Il Libro del profeta Aggeo (nome che molto probabilmente significa “figlio della festa”) è un libro che inaugura l’ultima fase della predicazione profetica, quella che segue immediatamente il travaglio dell’esilio. Del profeta Aggeo non possediamo altra notizia se non che nel libro di Esdra (5,5; 6,14) egli è ricordato insieme al profeta Zaccaria in occasione dell’inizio dei lavori di rifacimento del tempio di Gerusalemme nel 520 a.C..

Se prima dell’esilio, la parola d’ordine dei profeti era “punizione” e durante l’esilio “consolazione”, in questo tempo nuovo in cui profetizza Aggeo la parola d’ordine è “ricostruzione” o “restaurazione”. Con Aggeo siamo infatti nel tempo in cui nasce la nuova comunità di Palestina, quella dei primi Giudei rientrati in Palestina da Babilonia. Ed è proprio in mezzo a questa comunità che il profeta, come pure Zaccaria, si adopera per animare il popolo e risvegliarne le energie necessarie per ricostruire il tempio. L’interesse per il tempio e il culto, così centrale per Aggeo, lascia supporre che egli fosse molto vicino all’ambiente sacerdotale.

Tutti gli interventi profetici presenti nel Libro si sintetizzano essenzialmente sulla necessità di ricostruire il tempio di Dio. I capi politici e religiosi e tutto il popolo trascurano Dio anteponendogli ogni altro interesse. Ognuno cerca i propri interessi e le proprie comodità e nessuno fa più le scelte secondo Dio. Questo sfrenato antropocentrismo sfocia in un devastante egoismo che ha effetti deleteri: i cieli trattengono la rugiada e diminuisce la produttività della terra fino alla siccità (cf. Ag 1,10-11).

Perché è così importante allora la ricostruzione del tempio? Per Aggeo non si tratta solo di una questione di spazio. Il tempio non è solo un luogo fisico, ma è soprattutto un simbolo che rimanda al dimorare di Dio in mezzo al suo popolo, fattore altamente coesivo per una comunità che rischia di vedere compromessa la propria identità. Il tempio è il luogo identitario per eccellenza perché rimanda all’alleanza e alla comunione tra Dio e il suo popolo.
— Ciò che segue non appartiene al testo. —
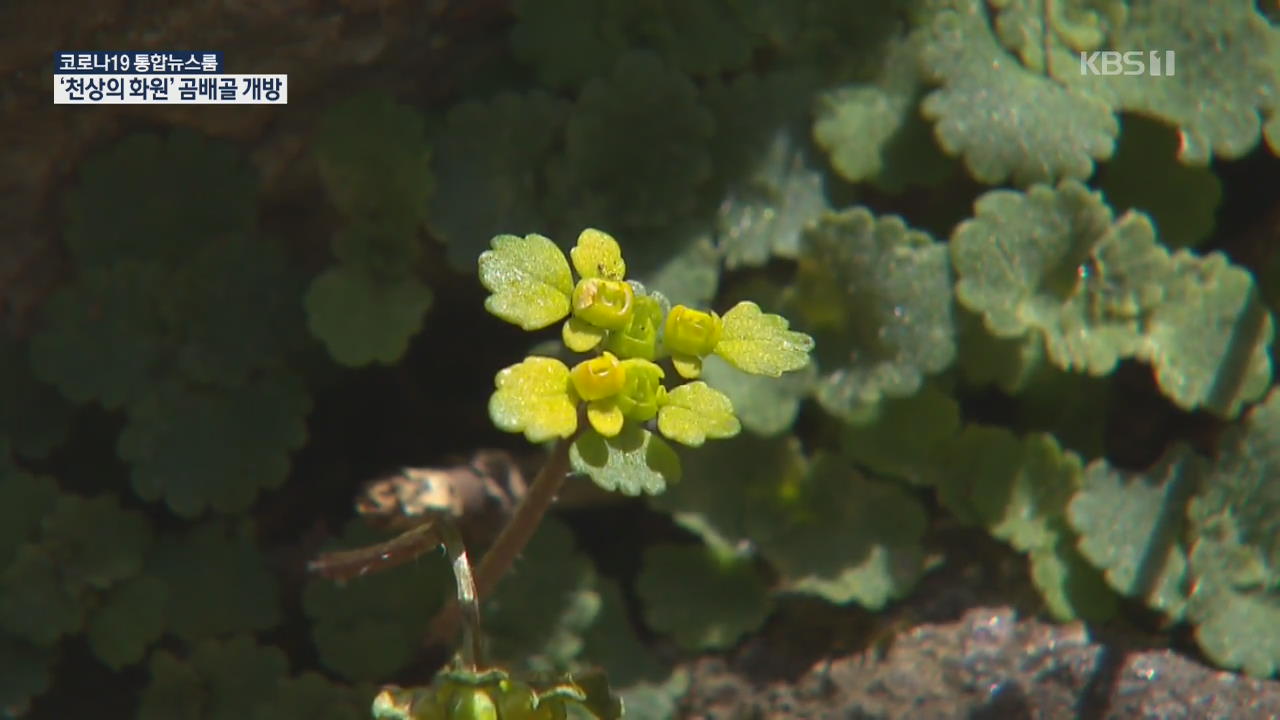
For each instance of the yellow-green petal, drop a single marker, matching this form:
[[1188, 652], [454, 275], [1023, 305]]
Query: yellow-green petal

È uno spazio dove i due partner si danno appuntamento e dove Dio riversa le sue copiose benedizioni. È ciò che più di ogni altra cosa materiale scrive l’identità giudaica, ne esprime l’essenza intima. Il tempio è lo specchio dell’anima giudaica.

Pensare al tempio non è dunque un’operazione accidentale o facoltativa, ma prioritaria che dice la necessità di riconsegnare a Dio il primo posto. Secondo la parola profetica di Aggeo mettere Dio al primo posto, attraverso il processo della ricostruzione dello spazio deputato alla sua abitazione, permetterebbe al popolo di sperimentare non solo un rapporto più vivo e dinamico con il Signore ma anche un legame di coesione sociale, cosa che purtroppo non accade quando ognuno cerca un tornaconto personale e smarrisce la sensibilità nei confronti degli altri.

Costruire il tempio allora non è solo un affare che riguarda l’architettura, ma la fede in Dio e la comunione con il prossimo. È un evento da cui, secondo Aggeo, dipende la prosperità del popolo e la fioritura del presente verso la pienezza del futuro. Per il profeta mettere i propri interessi al primo posto porta alla carestia, mentre mettere al centro Dio e la sua casa assicura all’intero popolo la benedizione e l’abbondanza. Egli è certo che la gloria futura del tempio sarà più grande di quella di una volta e che in questo luogo Dio stabilirà la pace (cf. Ag 2,9).

La ricostruzione del tempio è infine presentata come la condizione della visita del Signore e dell’istaurarsi del suo regno. La speranza di ricentrare la propria identità di popolo nel Dio che in mezzo a questo popolo si è fatto una casa fa esplodere nella profezia di Aggeo la speranza dell’avvento ormai prossimo del Messia.

Nell’attuale momento di “carestia” che stiamo vivendo in Italia e in Europa, a causa di un presentismo che strappa consensi ma non ossigena l’orizzonte del futuro, è importante anche per noi credenti ridisegnare gli spazi interiori ed esteriori e risuscitare quel tempio di carne che è l’essere umano. Incontrare la carne degli altri con il suo denominatore comune e con i suoi elementi allogeni è la sfida a creare spazi comunionali dove possa tornare ad abitare quel Dio che è Padre di tutti gli uomini e che li sogna tutti fratelli.